博洛尼亞是紅色的。磚牆是紅的,柱廊是紅的,傍晚的太陽也是發橙的。梁在這裡登上夜車,列車經過夜裡的佛羅倫薩、羅馬和拿坡里,有些城市它醒著,有些城市它睡著了。凌晨三點,他突然睜開眼睛,看見窗玻璃裡自己圓圓的臉。


外面什麼都沒有,只有偶爾飛出去的一點燈光。他摸了摸枕頭旁邊的小挎包還在,於是又睡了。


第二天醒來時,海已經出現了。它第一次出現只有幾秒鐘,從玻璃外閃過去,像一道藍色的幽影。火車剛從一條隧道鑽出去,窗外整個都亮了起來,一塊巨大的藍色從山腳下一直鋪到天邊。梁甚至沒有來得及坐直,隧道又來了,世界重新變黑。過了一會兒,又是海,又消失,再出來。


火車沿著意大利南部的海岸不斷進入隧道,又不斷從隧道裡出來,像有人反覆掀開一張藍色的幕布。梁坐到後面,不再說話,他趴在窗戶上看。


卡拉布里亞的山是乾燥的,裸露的石頭在太陽底下發白,灌木低矮,房屋散落在坡地上。這裡已經完全不再是維爾茨堡了。沒有美茵河,沒有深綠色的黑森林,沒有那麼整齊近乎嚴肅的葡萄坡,世界像被太陽洗過一遍。


午後,列車停了下來,停了很久,然後梁聽見車底傳來巨大的金屬聲。「哐哐!」車廂微微震動,「怎麼了?」他問。


「上船。」車上一位白髮老爺爺說。說這的時候,他笑起來像一個坐火車的專家。


梁沒有聽懂。「火車上船。」老爺爺用英語補了一句。


他立刻把草帽戴起來,這件事完全超乎了他對鐵路的理解。很快,一列完整的火車被緩慢地推進渡輪的內部。梁和其他乘客跑到甲板上。風很大,草帽差一點被真的吹走,他兩隻手摁住帽檐。前面是墨西拿海峽,一邊是意大利大陸,一邊是西西里。


腳下面是一條火車,火車下面是一條船,船下面是海。他忽然覺得自己像站在三層的世界以上。
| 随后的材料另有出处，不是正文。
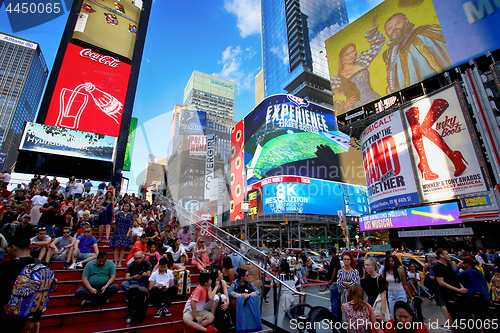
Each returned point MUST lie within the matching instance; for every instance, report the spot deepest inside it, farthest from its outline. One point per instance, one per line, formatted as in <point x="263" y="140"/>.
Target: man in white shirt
<point x="162" y="289"/>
那時候海的顏色已經變得很好看了,可是還不是後來那個藍色。真正的藍色在幾天以後出現。他們離開了城市,坐一輛小巴去了島北部一個很小的地方,名字梁後來記不清楚了。


車沿著山坡往下走,路邊有仙人掌、橄欖樹和被太陽曬成淺黃色的草叢,房屋越來越少。最後只剩下一段石牆,一條向下走的小徑,海就藏在下面。他們走了很久,梁看見了那些石灰岩。最先出現的是一整片白,不是雪白,是那種被曬久之後風化的骨頭的顏色。巨大的石灰岩一層一層地疊在海邊,有些平,有些傾斜,有些從中間斷裂,露出粗糙的截面。它們不像一座完整的懸崖,更像某個巨人把許多塊白石板胡亂地落在了一起。


石頭之間長了一些草,還有橄欖樹。橄欖樹的葉子很奇怪,從上面看是灰綠色的,風吹過去以後,葉片翻轉,像有人在向它們招手。葉背突然接住太陽,一下子變得銀黃透明。
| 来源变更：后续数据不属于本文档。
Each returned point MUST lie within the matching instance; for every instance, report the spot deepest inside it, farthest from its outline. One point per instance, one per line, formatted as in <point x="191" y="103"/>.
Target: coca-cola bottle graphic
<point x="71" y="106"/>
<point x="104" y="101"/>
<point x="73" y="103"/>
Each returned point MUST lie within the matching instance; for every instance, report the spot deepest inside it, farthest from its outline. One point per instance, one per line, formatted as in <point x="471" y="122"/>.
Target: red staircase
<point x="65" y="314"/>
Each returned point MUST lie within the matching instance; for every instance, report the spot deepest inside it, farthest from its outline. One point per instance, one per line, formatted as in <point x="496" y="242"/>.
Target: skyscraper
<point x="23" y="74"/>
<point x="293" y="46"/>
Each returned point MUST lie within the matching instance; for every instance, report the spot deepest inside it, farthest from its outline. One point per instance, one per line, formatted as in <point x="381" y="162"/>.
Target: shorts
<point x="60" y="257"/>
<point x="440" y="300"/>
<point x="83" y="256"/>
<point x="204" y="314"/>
這整棵樹於是就像是忽明忽暗地在閃動,像有無數條小魚藏在樹冠裡面,同時翻了一次身。


梁繼續往下走,看見了水,他站住了。那不是他以為的海水,水在石灰岩陰影下面非常藍。卻不是明信片那樣乾淨的寶石藍,它裡面有綠色,又有一點灰,像一大塊從陰涼房間裡剛剛搬出來的玻璃。玻璃很厚,裡面保存著涼氣,太陽斜斜地照下來以後,那塊玻璃才從深處慢慢透出一點孔雀色。
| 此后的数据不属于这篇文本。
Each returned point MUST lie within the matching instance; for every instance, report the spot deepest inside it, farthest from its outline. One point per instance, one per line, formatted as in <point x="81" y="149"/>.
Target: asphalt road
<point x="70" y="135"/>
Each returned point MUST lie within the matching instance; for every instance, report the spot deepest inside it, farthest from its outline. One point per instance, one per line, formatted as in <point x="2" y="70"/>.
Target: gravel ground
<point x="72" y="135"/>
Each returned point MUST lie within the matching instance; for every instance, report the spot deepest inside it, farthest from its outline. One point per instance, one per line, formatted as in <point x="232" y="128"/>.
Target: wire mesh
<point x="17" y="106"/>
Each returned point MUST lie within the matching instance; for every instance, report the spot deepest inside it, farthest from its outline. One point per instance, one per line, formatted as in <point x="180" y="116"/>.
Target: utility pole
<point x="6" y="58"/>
梁蹲了下來,石階從岸邊伸進水裡,最下面的幾級已經被完全淹沒。波紋一層一層地拍過來,每一道波紋經過石階的時候,水面都會泛起一道亮光。


亮面鼓起來,暗面陷下去,又鼓起來,又陷下去。


梁忽然說,「像魚肚子。」


「什麼?」


「水!」


「像好多魚的肚子在翻。」


那確實很像,但不是魚本身,只是一片又一片銀白色的魚腹。它們沒有頭也沒有尾,只在石階邊緣不斷滾過來又滾回去。太陽照到魚腹的時候,水是亮的;魚腹翻走以後,下面又露出那塊孔雀色的陰涼玻璃。


梁把鞋脫掉,腳踩進了水裡。


「哇!」


他立刻縮了回來。水比想像中涼得多。同行的人笑了起來:「涼。」


他又試了一次,這次他慢慢地把腳浸進去,水沿著腳踝往上攀爬。他忽然想到了石英。如果那個銀白色裙子的女士真的存在,她大概率就住在海邊這種地方吧。白色的石灰岩就是她的舞台,月亮升起來之後,整個海灣會變成銀色。她從石頭後面走出來,脫掉鞋,踮起腳尖,然後輕輕地開始跳塔蘭泰拉。


三萬兩千七百六十八步,三萬兩千七百六十八步。


一秒又一秒,手錶於是開始走,電腦於是開始計算。人類說這是震盪,梁卻知道,因為沒有人類看得見這位她。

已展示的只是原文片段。